Himagine雑記

思いついたときに気ままに書く雑記帳

大晦日と元日

最近ものぐさになって、新年を迎える準備や大掃除などほとんどしない。せいぜい大晦日に散歩コースで見かけるウラジロを採って来るぐらいのものだ。飾り餅の下に敷く定番のあれである。以前は松竹梅の小枝を近くの山から調達していたが、それも面倒になって、森林環境の保全のためという都合のよい理由を付けて止めてしまった。
晦日の夜といえば、NHKが早い時期からうるさく番宣している「紅白歌合戦」であるが、最近はとんと見なくなった。歌も歌い手も全く知らないし、大人数でスピーディに踊るスタイルに全くついていけない。
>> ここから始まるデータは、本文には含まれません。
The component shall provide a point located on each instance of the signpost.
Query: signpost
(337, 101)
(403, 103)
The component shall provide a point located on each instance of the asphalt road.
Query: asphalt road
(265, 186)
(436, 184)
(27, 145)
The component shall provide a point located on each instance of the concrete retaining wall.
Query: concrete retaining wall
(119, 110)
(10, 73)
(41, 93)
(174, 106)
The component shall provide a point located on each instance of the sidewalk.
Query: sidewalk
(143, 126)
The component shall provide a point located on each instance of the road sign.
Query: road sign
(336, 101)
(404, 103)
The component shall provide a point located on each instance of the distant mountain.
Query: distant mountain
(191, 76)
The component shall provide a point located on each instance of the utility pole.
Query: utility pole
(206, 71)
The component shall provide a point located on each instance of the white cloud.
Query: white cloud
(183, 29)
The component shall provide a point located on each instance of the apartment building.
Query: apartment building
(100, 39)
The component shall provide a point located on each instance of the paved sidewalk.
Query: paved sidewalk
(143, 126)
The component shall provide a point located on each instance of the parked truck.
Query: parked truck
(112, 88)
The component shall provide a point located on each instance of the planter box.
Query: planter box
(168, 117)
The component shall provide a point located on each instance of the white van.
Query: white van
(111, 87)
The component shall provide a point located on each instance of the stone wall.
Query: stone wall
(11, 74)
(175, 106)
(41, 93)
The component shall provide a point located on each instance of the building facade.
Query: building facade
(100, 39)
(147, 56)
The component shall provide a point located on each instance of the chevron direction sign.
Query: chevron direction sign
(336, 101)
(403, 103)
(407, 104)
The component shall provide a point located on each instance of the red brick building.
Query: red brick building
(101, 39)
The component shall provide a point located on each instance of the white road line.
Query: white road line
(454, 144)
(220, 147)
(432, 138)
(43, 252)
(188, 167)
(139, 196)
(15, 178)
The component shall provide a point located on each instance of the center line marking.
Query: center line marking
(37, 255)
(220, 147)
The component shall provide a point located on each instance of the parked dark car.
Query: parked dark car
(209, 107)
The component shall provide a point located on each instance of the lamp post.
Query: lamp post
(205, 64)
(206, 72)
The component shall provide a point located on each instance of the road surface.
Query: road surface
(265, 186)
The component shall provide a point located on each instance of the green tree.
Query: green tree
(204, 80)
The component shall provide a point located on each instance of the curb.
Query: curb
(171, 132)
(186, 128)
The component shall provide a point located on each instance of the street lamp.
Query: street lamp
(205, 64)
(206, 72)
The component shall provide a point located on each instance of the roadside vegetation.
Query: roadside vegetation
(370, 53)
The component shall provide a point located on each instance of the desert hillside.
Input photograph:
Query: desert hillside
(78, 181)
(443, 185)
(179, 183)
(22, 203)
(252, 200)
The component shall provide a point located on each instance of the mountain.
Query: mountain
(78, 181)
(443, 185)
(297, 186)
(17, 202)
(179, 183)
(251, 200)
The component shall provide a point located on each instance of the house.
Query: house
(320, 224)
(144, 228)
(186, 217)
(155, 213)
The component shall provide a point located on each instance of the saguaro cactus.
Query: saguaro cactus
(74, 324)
たまに知っている歌手は、デビュー当時の歌しか歌わず鼻白むばかりである。番組や歌い手のせいではなく、こちらが時代遅れになっているからにすぎないのだろう。したがってこの時間帯のテレビは‘紅白歌舞音曲狂騒合戦’の裏番組のEテレの「第九交響曲」を視聴することになる。以前、10数年間歌ってきた「大分第九の会」をやめて久しいが、毎年12月になると第九を歌いたい気分になるので、テレビの演奏に合わせて、まだ覚えているドイツ語の暗譜で第九の“歓喜の歌”を歌うことになる。
明けて1月1日は、NHKテレビがウィーン・フィルの「ニューイヤー・コンサート」をウィーン楽友会ホールから生中継してくれる。この楽友会ホールは1870年に完成した絢爛豪華な‘黄金の大ホール’と呼ばれる音響効果抜群の世界有数のコンサートホールである。
 
このコンサートは75年以上の歴史を誇り、テレビとラジオを通じて世界90カ国以上に生中継され、4億人が視聴するという。プログラムはシュトラウスファミリーの作曲したワルツやポルカなど、明るく楽しい新年らしい楽曲20曲あまりから構成されているが、今年は出演5回目の巨匠リッカルド・ムーティが颯爽とした指揮を見せた。
 
テレビは曲の内容に沿ってドナウの流れなどのウィーンの風景や、ワルツのダンスの映像も見せてくれて楽しい。
 
元日恒例のニューイヤー・コンサートの中継テレビを視聴する理由はもう一つある。かの楽友会ホールは、1999年2月13日に第2回日豊「第九を歌う会」連合会がウィーン公演で立ったステージであるからだ。指揮・山田啓明、管弦楽・ウィーントーンキュンストラ管弦楽団、合唱・大分第九を歌う会/日豊第九を歌う会連合会のテノールの一員として歌った経験は生涯忘れ得ぬ経験である。
このステージのソリストは、ソプラノが別府市出身のERIKA MAKINO GRUGLER(Uはウムラウト付き)、アルトが臼杵市出身の廣田律子(昨年12月逝去・享年52歳、合掌)であった。
 
上の写真の、左から2番目の柱の前で歌ったのを思い出すが、下を見ると130年前に作られたステージの床の厚く黒光りのする、靴跡で傷ついた板張りを思い出す。ステージから前を見るとシューボックス型の客席は満席で、歌い終えた後のスタンディングべーションの感激も思い出す。
今年のコンサートはヨハンシュトラウス2世の喜歌劇「ジプシー男爵」で始まり、おなじみの曲16曲の後、アンコールはいつものポルカ「雷鳴と電光」、ワルツ「美しき青きドナウ」、最後に客席の手拍子入りの「ラデツキー行進曲」で締めくくった。毎年このコンサートを視聴するのは、あのときステージからはゆっくり十分に見られなかった楽友会ホールの絢爛たる彫刻や天井画、シャンデリアなどを、テレビ映像でくまなく見ることができるからでもある。
晦日と元日を、かくのごとく、いずれも「第九歓喜の歌」がらみのテレビの視聴づくめで、モノグサシルバーは費やしたのであった。